The Mayor and Council unanimously approved Fire Department Chief Chris Larmore's recommendation of a new fire department seal on Monday night at City Hall, which will now represent the volunteer, career and fire marshal divisions of the department that joined forces this past summer after a long and arduous debate process.
'To the lay person, this may not seem like that big of a deal, but to us it is. We think the new seal has a clean and professional look to it and represents how we are now closer together as a group despite the different divisions of our department,' said Larmore.
The color scheme of the seal is yet to be determined, according to Larmore, but he assured the council that it would be 'professional' and would be decided by a committee of firemen to determine not only the color but also the placement of the seal on OCFD apparel and uniforms.
The fireman's seal will be protected by the same copyright law, which protects the Ocean City seal because it implements it into the new seal, Larmore said.
The announcement and approval of the newly designed seal seemed fitting as the main theme of Larmore's quarterly report to the council was concerning the initial success of combining the three components of the fire department into what he called 'one world class organization.'
'They all take pride in their profession. The career guys chose this as their profession and have a great sense of pride in serving the public. The volunteers give their valuable time and ask for nothing in return, and our fire marshals are some of the best on the Eastern Shore,' he said.

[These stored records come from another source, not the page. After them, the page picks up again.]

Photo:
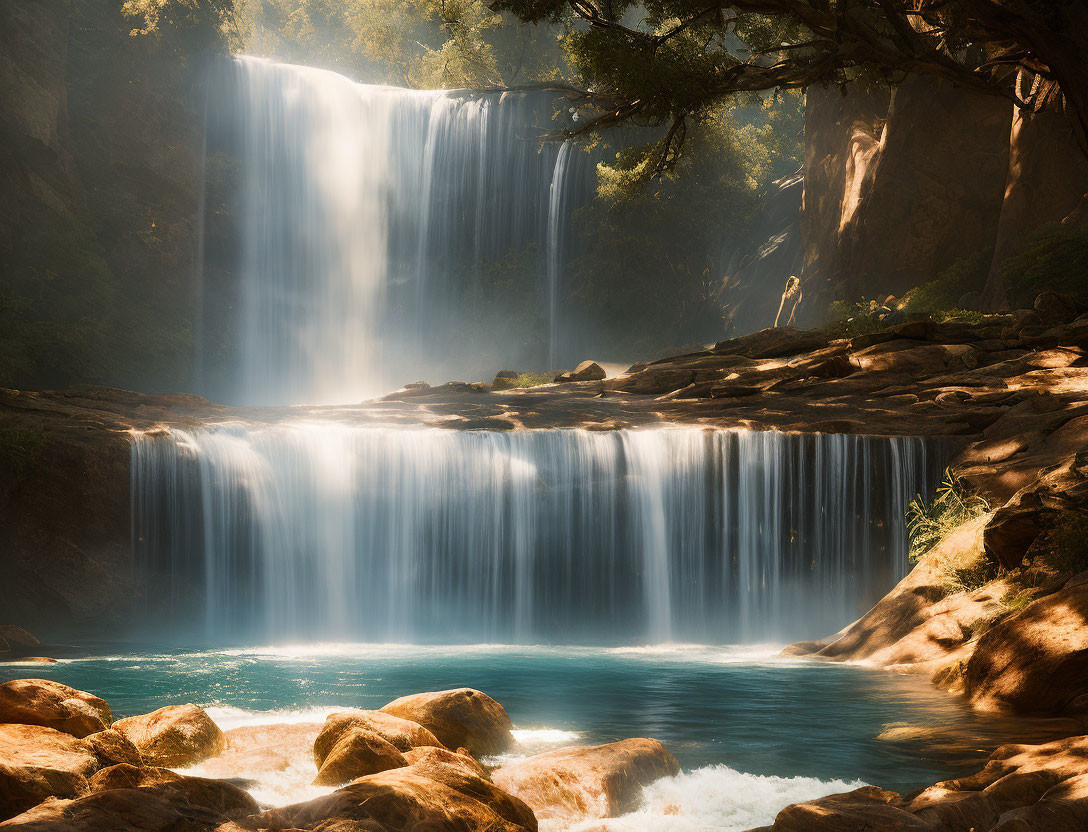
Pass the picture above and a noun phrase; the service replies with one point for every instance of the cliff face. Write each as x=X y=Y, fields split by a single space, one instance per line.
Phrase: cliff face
x=900 y=186
x=100 y=163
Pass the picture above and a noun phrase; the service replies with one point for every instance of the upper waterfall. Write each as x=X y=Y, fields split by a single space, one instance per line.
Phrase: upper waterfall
x=370 y=223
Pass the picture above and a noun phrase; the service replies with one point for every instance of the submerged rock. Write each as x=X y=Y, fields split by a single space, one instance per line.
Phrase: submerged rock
x=588 y=782
x=402 y=733
x=39 y=702
x=112 y=747
x=458 y=718
x=172 y=736
x=400 y=799
x=356 y=753
x=38 y=762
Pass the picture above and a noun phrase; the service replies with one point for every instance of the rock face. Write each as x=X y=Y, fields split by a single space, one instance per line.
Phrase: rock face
x=461 y=718
x=355 y=754
x=588 y=371
x=112 y=747
x=175 y=735
x=1036 y=661
x=402 y=733
x=406 y=798
x=39 y=702
x=39 y=762
x=590 y=782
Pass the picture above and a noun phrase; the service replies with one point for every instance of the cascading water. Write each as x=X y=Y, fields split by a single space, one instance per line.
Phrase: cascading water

The remainder of Larmore's report outlined some of the things that the department would like to do and have done recently including the purchase of two new firetrucks, which were approved in late October by Council for $962,000 and should be delivered according to Larmore 'by spring 2009.'
Originally, Larmore was set to ask for approval for the department to purchase three trucks but scaled back his proposal after Council started making their cuts on citywide projects and spending habits. Another of City Council's recent cuts directly involved Ocean City's bravest as the Station 4 (or commonly known as the Montego Bay station) expansion in North Ocean City was shelved due to tough economic times.
Larmore said that the department hoped to come back in front of City Council in January and present the proposal for the expansion, which would provide sleep-in areas for volunteer fighters among others.
Other bullet points of interest from Larmore's report included the true safety officer program, in which about a dozen officers, both career and volunteer, are currently enrolled and are set to graduate with heightened safety certification in January as well.
'The true function of this program is to better monitor our personnel and their safety as well as the safety of the public,' he said.
At the Dec. 9 work session of the council, Larmore will discuss plans to restructure the ranking order of the department, improve the way the department manages their data in the office and in the field and present a report in ways to cut down on false alarms.